A method for producing a resin composition, wherein the amount of the acrylic resin and / or the styrene acrylic resin (B) dissolved in 100 g of water at 25 ° C. is less than 1 g, and the glass transition temperature is 40 to 150 ° C. The first aspect of claim 1, wherein the acrylic resin and / or the styrene acrylic resin (B) is a polymer of a monomer containing acrylic acid and / or methacrylic acid and has an acid value of 10 to 200 mgKOH / g. Method for producing a resin composition of. The mass ratio of the total of the cellulose fiber (A), the acrylic resin and / or the styrene acrylic resin (B) to the thermoplastic resin (C) is [(A) + (B)] / (C) = 1. The method for producing a resin composition according to claim 1, wherein the content is / 99 to 60/40. The method for producing a resin composition according to claim 1, wherein the thermoplastic resin (C) is a polyolefin. Cellulose fiber (A) and
With acrylic resin and / or styrene acrylic resin (B),
A resin composition containing a thermoplastic resin (C).
Acrylic resin and / or styrene acrylic resin (B) is contained in an amount of 20 parts by mass or more and 200 parts by mass or less with respect to 100 parts by mass of the cellulose fiber (A).
A resin composition comprising an acrylic resin and / or a styrene acrylic resin (B) having a dissolution amount of less than 1 g in 100 g of water at 25 ° C. and a glass transition temperature of 40 to 150 ° C. 5. The fifth aspect of claim 5, wherein the acrylic resin and / or the styrene acrylic resin (B) is a polymer of a monomer containing acrylic acid and / or methacrylic acid and has an acid value of 10 to 200 mgKOH / g.

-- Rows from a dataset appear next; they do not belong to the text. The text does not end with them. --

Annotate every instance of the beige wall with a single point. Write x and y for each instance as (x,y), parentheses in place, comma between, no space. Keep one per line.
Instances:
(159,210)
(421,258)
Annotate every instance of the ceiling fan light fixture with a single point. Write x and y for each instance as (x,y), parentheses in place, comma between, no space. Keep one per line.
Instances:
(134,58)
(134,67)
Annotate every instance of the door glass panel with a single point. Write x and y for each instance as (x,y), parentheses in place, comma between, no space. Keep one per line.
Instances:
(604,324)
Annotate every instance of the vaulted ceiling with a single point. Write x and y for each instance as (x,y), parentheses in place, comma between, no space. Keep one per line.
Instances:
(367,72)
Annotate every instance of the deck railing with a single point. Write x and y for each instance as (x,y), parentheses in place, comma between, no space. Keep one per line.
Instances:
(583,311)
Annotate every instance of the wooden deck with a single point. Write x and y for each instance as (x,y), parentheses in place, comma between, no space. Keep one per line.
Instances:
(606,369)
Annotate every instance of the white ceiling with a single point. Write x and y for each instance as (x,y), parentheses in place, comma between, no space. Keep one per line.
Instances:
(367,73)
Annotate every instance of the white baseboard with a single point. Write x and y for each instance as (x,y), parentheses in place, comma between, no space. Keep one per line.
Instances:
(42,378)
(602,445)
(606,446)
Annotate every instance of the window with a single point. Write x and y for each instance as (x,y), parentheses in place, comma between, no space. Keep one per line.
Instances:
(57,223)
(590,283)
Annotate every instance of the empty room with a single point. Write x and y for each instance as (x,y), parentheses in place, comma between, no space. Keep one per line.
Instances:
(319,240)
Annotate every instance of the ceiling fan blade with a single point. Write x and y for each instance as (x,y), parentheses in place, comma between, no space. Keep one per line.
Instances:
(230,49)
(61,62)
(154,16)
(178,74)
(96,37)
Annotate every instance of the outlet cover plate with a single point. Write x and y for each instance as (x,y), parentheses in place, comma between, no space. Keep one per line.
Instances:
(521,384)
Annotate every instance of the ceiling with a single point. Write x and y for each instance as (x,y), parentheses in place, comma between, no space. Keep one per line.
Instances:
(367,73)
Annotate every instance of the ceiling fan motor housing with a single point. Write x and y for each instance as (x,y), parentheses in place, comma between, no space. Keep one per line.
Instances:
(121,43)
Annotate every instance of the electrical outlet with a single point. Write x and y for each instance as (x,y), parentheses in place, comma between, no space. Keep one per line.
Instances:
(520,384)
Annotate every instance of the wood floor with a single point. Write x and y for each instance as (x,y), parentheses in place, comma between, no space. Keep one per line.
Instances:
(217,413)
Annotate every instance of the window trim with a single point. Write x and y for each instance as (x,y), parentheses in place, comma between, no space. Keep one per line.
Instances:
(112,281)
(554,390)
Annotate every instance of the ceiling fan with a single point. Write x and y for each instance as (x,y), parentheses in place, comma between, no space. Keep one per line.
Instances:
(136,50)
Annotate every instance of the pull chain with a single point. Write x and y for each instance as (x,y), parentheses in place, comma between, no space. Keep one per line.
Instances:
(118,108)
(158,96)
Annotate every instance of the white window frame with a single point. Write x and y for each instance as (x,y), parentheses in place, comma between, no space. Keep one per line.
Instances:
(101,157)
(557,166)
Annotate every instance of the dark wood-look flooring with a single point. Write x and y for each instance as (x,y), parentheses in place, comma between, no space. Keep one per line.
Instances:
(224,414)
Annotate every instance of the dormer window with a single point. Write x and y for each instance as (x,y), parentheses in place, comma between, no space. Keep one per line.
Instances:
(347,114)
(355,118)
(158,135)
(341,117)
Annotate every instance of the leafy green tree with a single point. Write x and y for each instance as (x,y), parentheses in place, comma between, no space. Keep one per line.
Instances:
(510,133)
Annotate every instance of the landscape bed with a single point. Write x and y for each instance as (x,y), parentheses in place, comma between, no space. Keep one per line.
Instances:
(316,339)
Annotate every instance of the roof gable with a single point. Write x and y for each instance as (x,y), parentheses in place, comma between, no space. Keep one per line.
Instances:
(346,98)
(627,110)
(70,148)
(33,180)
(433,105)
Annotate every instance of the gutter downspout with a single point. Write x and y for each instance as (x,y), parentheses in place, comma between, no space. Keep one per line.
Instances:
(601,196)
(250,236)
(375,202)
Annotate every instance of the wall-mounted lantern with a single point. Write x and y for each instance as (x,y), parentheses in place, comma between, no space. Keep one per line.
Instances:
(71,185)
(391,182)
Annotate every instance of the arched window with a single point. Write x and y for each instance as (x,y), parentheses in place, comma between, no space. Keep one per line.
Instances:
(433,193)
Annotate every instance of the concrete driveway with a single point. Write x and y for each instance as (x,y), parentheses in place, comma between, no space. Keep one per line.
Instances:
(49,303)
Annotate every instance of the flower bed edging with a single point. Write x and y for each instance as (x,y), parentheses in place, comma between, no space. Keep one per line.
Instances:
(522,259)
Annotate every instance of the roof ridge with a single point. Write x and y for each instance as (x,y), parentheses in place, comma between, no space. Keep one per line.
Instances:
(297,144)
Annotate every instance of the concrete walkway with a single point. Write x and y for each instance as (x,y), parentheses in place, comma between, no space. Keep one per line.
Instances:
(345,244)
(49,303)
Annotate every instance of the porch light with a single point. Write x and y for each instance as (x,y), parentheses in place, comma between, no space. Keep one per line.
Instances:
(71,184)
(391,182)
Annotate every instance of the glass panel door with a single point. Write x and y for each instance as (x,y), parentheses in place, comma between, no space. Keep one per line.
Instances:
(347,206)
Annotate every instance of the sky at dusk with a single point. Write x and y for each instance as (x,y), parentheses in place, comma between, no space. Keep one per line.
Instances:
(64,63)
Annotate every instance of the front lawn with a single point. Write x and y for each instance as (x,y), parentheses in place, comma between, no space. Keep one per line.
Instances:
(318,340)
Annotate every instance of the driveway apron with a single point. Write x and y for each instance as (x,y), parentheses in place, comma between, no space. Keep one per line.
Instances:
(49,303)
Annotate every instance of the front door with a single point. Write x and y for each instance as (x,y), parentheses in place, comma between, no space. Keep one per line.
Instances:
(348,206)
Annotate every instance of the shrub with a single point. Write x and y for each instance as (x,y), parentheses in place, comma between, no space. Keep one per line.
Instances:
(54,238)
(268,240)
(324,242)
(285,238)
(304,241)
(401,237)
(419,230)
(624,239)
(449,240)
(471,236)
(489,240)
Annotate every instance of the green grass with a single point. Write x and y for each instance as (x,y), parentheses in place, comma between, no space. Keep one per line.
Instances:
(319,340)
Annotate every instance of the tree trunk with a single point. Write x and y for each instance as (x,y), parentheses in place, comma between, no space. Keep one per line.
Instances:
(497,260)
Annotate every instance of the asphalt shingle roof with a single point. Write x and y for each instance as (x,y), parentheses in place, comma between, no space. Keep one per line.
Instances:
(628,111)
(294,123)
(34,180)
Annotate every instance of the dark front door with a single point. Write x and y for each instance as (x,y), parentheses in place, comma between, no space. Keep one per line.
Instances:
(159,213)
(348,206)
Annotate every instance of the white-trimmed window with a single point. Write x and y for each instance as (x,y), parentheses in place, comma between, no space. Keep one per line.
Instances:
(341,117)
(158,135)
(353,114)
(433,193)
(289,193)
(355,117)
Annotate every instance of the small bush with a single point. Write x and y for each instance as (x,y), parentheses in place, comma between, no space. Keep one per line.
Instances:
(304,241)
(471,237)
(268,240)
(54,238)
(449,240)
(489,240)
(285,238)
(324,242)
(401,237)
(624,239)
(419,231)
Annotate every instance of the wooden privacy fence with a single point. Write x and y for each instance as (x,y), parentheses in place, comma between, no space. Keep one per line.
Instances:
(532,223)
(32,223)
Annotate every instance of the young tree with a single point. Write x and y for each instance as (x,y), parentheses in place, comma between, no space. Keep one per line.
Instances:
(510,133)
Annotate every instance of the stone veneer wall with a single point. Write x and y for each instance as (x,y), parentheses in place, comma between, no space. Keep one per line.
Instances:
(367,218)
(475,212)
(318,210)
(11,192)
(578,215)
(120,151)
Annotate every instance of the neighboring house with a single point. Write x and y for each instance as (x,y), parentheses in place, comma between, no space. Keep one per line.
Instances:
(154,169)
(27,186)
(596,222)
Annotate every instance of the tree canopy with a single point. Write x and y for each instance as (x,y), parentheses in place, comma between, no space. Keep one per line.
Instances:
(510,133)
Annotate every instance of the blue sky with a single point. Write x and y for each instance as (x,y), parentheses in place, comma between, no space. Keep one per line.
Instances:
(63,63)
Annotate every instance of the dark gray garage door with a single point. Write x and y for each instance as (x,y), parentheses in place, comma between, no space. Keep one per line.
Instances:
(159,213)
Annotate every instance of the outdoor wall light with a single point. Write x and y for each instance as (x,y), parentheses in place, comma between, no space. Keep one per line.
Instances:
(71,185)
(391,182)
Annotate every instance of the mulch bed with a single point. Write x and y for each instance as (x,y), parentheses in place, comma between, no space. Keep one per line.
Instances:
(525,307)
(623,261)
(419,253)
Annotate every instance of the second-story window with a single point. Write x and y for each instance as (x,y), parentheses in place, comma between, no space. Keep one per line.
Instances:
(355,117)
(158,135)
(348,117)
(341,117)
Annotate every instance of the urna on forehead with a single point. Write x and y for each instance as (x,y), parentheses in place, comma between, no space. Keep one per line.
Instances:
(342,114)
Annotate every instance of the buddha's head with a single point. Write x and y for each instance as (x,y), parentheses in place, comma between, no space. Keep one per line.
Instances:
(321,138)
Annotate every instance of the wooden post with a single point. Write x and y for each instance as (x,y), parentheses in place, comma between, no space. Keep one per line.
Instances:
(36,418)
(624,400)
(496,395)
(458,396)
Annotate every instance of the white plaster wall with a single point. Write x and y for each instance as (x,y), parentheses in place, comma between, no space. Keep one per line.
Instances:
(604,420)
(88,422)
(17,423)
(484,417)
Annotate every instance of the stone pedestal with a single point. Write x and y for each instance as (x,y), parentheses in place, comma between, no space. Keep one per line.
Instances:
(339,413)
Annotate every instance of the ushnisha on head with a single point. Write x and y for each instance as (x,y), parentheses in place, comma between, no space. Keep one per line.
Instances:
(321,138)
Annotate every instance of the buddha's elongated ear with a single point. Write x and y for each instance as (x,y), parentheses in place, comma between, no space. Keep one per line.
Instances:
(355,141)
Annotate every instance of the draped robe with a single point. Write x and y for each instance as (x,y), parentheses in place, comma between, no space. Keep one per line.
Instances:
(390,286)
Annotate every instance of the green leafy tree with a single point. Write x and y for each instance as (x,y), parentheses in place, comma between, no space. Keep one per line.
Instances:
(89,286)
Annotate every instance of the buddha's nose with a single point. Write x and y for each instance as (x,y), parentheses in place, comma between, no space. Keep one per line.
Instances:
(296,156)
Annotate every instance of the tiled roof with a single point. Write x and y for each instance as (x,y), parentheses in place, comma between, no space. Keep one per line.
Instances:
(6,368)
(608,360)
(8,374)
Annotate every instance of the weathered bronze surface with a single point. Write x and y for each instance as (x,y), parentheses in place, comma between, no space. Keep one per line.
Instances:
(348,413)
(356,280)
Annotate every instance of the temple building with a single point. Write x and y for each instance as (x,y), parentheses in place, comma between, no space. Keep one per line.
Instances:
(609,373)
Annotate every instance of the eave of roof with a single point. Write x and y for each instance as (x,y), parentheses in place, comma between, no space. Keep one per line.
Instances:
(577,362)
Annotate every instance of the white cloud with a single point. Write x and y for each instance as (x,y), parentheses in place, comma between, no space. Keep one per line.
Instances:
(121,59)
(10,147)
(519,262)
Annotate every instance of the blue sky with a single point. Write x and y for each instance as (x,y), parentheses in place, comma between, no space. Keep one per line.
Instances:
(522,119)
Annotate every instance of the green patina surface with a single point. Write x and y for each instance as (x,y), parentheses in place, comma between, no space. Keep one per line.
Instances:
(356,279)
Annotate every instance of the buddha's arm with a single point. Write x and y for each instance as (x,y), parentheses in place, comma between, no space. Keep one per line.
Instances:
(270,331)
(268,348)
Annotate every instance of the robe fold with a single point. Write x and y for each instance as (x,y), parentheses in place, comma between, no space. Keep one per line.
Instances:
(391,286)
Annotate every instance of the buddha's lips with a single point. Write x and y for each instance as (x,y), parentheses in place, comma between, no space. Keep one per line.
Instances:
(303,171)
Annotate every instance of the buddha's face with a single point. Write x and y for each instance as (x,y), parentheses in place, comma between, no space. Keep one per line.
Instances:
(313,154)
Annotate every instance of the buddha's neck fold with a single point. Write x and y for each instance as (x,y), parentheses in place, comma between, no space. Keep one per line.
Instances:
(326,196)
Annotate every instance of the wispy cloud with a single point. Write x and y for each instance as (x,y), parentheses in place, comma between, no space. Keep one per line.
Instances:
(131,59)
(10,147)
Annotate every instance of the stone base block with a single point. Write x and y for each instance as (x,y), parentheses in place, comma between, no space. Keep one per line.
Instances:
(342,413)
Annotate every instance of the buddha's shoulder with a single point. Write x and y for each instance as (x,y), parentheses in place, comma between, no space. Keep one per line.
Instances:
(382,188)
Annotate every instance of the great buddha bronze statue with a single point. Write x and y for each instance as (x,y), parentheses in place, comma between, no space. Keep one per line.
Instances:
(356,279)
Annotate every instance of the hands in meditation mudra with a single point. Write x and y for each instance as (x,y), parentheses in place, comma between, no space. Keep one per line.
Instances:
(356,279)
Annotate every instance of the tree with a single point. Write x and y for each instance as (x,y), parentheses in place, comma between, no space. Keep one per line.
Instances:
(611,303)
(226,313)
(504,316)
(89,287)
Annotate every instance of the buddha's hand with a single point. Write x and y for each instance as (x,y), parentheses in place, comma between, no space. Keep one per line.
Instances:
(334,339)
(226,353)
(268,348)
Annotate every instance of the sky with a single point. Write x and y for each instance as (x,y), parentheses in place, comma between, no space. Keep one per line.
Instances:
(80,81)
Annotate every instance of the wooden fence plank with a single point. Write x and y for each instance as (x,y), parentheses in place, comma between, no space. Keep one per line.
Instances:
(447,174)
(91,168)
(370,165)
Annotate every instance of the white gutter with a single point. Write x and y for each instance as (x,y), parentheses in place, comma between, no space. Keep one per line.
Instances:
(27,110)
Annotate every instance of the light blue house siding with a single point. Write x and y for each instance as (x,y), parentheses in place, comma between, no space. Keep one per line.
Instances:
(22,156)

Resin composition. The mass ratio of the total of the cellulose fiber (A), the acrylic resin and / or the styrene acrylic resin (B) to the thermoplastic resin (C) is [(A) + (B)] / (C) = 1. The resin composition according to claim 5, wherein the composition is / 99 to 60/40. The resin composition according to claim 5, wherein the thermoplastic resin (C) is a polyolefin.